La défaillance de l’État a été reconnue par le tribunal administratif de Paris en juin 2023, sans toutefois l’enjoindre à réformer le protocole. Mais depuis, deux décisions majeures sont venues renforcer l’exigence de changement. D’abord, en avril 2024, la Cour de justice de l’Union européenne a rappelé, dans un arrêt de principe, la responsabilité des États membres de se doter d’un processus d’évaluation des risques réellement efficace, fondé sur « les données scientifiques disponibles les plus fiables ainsi que les résultats les plus récents de la recherche internationale ». Plus récemment, en février 2025, la cour administrative d’appel de Marseille a annulé l’autorisation de mise sur le marché des insecticides Transform et Closer, produits par la multinationale Corteva et contenant du sulfoxaflor — une substance au mode d’action proche des néonicotinoïdes « tueurs d’abeilles ». Cette décision repose sur une critique explicite du protocole d’évaluation et d’autorisation des pesticides conduit par l’ANSES, au regard des exigences scientifiques et de protection de l’environnement.

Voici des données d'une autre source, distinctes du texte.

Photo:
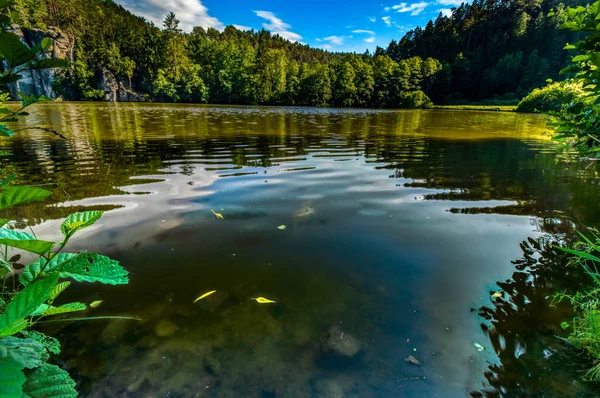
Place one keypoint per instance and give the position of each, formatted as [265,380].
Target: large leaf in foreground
[92,267]
[29,353]
[14,328]
[13,196]
[24,241]
[28,300]
[65,309]
[49,381]
[11,378]
[78,221]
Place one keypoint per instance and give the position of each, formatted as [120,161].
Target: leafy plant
[585,326]
[31,297]
[579,119]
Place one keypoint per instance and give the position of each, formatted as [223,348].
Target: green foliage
[49,381]
[24,371]
[11,378]
[79,221]
[552,97]
[579,120]
[416,100]
[29,353]
[585,327]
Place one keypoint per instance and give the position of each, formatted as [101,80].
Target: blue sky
[335,25]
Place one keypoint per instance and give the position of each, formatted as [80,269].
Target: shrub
[551,97]
[415,100]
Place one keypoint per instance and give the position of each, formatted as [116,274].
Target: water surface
[399,226]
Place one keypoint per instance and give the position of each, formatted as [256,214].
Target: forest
[489,50]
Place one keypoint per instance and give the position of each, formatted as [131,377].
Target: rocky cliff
[39,82]
[115,89]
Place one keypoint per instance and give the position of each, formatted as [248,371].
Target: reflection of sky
[423,268]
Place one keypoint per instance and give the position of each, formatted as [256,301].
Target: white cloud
[277,26]
[190,12]
[414,9]
[337,40]
[371,34]
[451,2]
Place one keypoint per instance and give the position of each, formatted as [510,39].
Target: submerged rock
[212,364]
[341,343]
[328,388]
[165,328]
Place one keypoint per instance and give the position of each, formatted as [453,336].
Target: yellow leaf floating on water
[95,304]
[262,300]
[205,295]
[218,215]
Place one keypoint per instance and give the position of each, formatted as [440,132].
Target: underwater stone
[342,343]
[136,386]
[165,328]
[212,364]
[329,388]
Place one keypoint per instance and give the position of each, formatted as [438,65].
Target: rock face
[115,89]
[342,344]
[39,82]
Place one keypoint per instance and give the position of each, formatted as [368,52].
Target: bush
[415,100]
[552,97]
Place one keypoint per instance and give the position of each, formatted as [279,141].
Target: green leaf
[5,131]
[24,241]
[40,310]
[46,43]
[28,300]
[49,381]
[29,353]
[92,267]
[11,378]
[49,63]
[58,289]
[13,196]
[7,180]
[65,309]
[14,327]
[78,221]
[32,270]
[14,51]
[95,304]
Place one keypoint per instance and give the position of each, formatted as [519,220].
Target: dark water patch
[390,234]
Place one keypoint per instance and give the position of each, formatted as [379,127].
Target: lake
[384,238]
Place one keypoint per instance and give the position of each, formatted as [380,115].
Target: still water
[399,226]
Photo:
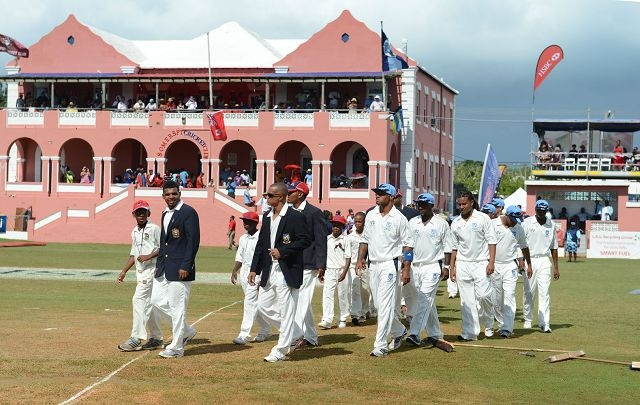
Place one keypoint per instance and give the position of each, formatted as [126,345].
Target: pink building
[285,105]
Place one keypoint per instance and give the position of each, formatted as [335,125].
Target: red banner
[216,123]
[548,60]
[13,47]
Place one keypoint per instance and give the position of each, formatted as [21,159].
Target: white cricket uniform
[338,251]
[143,242]
[244,254]
[385,235]
[471,240]
[359,296]
[505,276]
[541,240]
[431,239]
[170,298]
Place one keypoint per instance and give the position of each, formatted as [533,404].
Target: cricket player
[244,257]
[386,229]
[145,243]
[431,234]
[473,253]
[510,241]
[541,239]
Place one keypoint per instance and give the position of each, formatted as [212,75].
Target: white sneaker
[170,354]
[240,341]
[324,325]
[273,359]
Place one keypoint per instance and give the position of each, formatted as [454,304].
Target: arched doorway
[25,164]
[74,154]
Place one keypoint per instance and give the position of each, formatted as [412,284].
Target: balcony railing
[562,164]
[234,118]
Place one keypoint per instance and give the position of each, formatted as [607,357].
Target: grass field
[60,337]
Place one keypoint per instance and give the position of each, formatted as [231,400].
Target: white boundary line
[125,365]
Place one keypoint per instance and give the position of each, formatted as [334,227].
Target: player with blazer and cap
[176,266]
[279,261]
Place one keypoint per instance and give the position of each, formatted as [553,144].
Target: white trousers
[504,280]
[250,313]
[143,312]
[328,295]
[171,299]
[540,281]
[426,278]
[383,279]
[305,326]
[475,297]
[287,301]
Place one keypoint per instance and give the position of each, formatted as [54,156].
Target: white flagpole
[209,67]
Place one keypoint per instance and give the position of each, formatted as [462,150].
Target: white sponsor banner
[614,245]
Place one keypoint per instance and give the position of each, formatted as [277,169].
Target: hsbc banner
[614,245]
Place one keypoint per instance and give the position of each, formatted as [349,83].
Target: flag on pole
[216,123]
[13,47]
[549,58]
[397,121]
[389,60]
[490,177]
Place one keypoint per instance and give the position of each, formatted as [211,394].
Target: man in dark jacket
[176,266]
[315,260]
[278,259]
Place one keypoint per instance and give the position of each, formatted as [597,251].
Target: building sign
[166,141]
[614,245]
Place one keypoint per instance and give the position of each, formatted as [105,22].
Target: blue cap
[514,212]
[542,205]
[498,202]
[425,198]
[385,188]
[488,208]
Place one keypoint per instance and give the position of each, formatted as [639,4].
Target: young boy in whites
[244,257]
[336,275]
[432,238]
[510,240]
[473,253]
[145,242]
[359,283]
[541,238]
[386,231]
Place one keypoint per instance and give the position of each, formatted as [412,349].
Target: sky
[487,50]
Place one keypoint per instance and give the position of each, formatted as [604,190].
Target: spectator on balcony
[573,152]
[353,105]
[138,106]
[246,179]
[191,104]
[151,105]
[85,175]
[582,151]
[544,155]
[231,187]
[377,105]
[122,105]
[619,160]
[71,107]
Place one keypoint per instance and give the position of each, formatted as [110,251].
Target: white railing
[16,117]
[129,119]
[74,118]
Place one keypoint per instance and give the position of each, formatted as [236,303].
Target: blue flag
[389,60]
[397,122]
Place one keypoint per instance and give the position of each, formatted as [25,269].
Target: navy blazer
[179,245]
[292,237]
[315,256]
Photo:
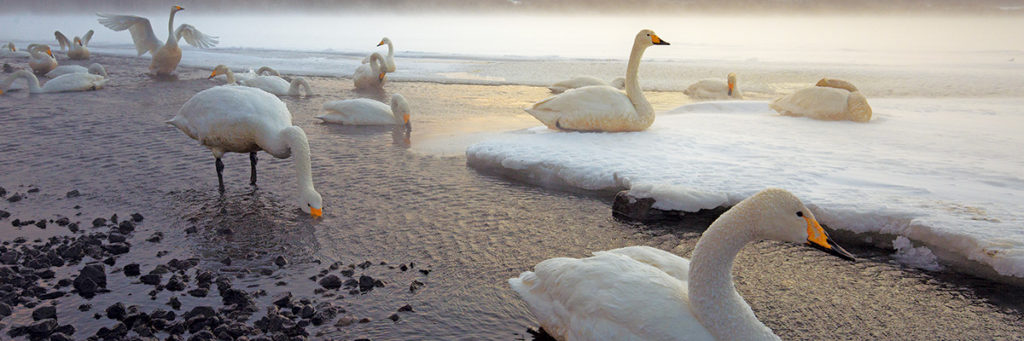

Alors que 80 % des français sont favorables à la réduction de l’utilisation des pesticides dans l’agriculture (1), la cour administrative d’appel de Paris pourrait, dans les semaines à venir, contraindre l’État français à mettre à jour des connaissances scientifiques actuelles les procédures d’homologation des pesticides menées par l’ANSES. Une décision nécessaire à l’heure où le gouvernement et certains groupes parlementaires semblent en effet plus enclins à répondre aux demandes des firmes de l’industrie agrochimique plutôt qu’à protéger nos agriculteurs et notre agriculture, notre santé et le Vivant dont ils dépendent.

Note

(1) https://www.ifop.com/publication/les-francais-et-la-reduction-des-pesticides-dans-lagriculture/

Signataires

Philippe GRANDCOLAS, directeur de recherche au CNRS ; Florence VOLAIRE, chercheuse écologue INRAE ; Laurent PERRIN, directeur de recherches au CNRS ; Christel COURNIL, professeure de droit public à Sciences Po Toulouse ; Vinca DELAMARE DEBOUTTEVILLE, psychologue ; Julien LEFEVRE, enseignant-chercheur ; Stéphanie MARIETTE, chargée de recherche INRAE ; Emmanuelle BALLIAU, co-Présidente Avenir Sante Environnement ; Odin MARC, chargé de Recherche ; Carole HERMON, professeure ; Laurent HUSSON, directeur de recherches CNRS ; Clément CAPDEBOS, avocat ; Marie VINCENT, médecin au CHU Nantes ; Viviane BALADI, directrice de recherche CNRS (retraitée) ; Julian CARREY, enseignant-chercheur à l’INSA Toulouse ; Bruno LOCATELLI, chercheur ; Jean-Jacques MABILAT, président de Coquelicots de Paris ; Dorian GUINARD, porte-parole de Biodiversité Sous Nos Pieds ; Nicolas LAARMAN, délégué général de Pollinis ; Jérémie SUISSA, délégué général de Notre Affaire à Tous ; Kim VO DINH, co-président de Bio Consom’acteurs ; François VEILLERETTE, porte parole de Générations futures ; Sandy OLIVAR CALVO, chargée de campagne agriculture chez Greenpeace France ; Armelle de SAINT SAUVEUR, co présidente de Slow Food Paris Terroirs du Monde ; Frédéric CHASSAGNETTE, secrétaire général du Snetap-FSU ; Sébastien BAROT, chercheur à l’IRD ; Giovanni PRETE, maître de conférence en sociologie à l’Université Paris 13 ; Anne-Françoise TAISNE, déléguée générale du CFSI.